Shattered Rails, Ruined Credit: Financial Fragility and Railroad Operations in the Great Depression
Daniel A. Schiffman
Bar Ilan University
Abstract. The theory of “financial fragility” emphasizes the role of weak balance sheets in propagating and magnifying macroeconomic shocks. I use a new panel dataset to investigate the relationship between financial fragility and real activity on U.S. railroads during 1929-1940. First, I formulate a flexible accelerator model of maintenance expenditures and employment.
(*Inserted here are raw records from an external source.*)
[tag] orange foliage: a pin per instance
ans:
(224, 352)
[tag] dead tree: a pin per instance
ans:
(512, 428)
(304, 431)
Then, using the model as a benchmark, I ask whether a firm’s degree of leverage, bankruptcy status, and size affect the responses of employment and maintenance expenditures to changes in operating revenues.
My results provide strong support for the predictions of the financial fragility theory. Leverage and bankruptcy status had the greatest effect during the worst years of the Depression and their impact differed systematically by firm size. Firm leverage had a large negative effect and generally affected small firms only. That is, firms whose fixed interest burdens were heavier than average exhibited lower than average annual growth in maintenance and employment; in general, this was true of small firms only. Bankruptcy effects were large and positive, and were present in large firms only. In other words, large firms that were in bankruptcy exhibited higher annual growth in maintenance and employment. Various categories of maintenance expenditure were not equally sensitive to financial effects; I find that highly indebted firms mainly used track maintenance to absorb revenue shocks.
U.S. Government attempted to keep the railroads out of bankruptcy through loans from the Reconstruction Finance Corporation. I conclude that this policy was counterproductive.
JEL Classification: E22, N12, N72, N22.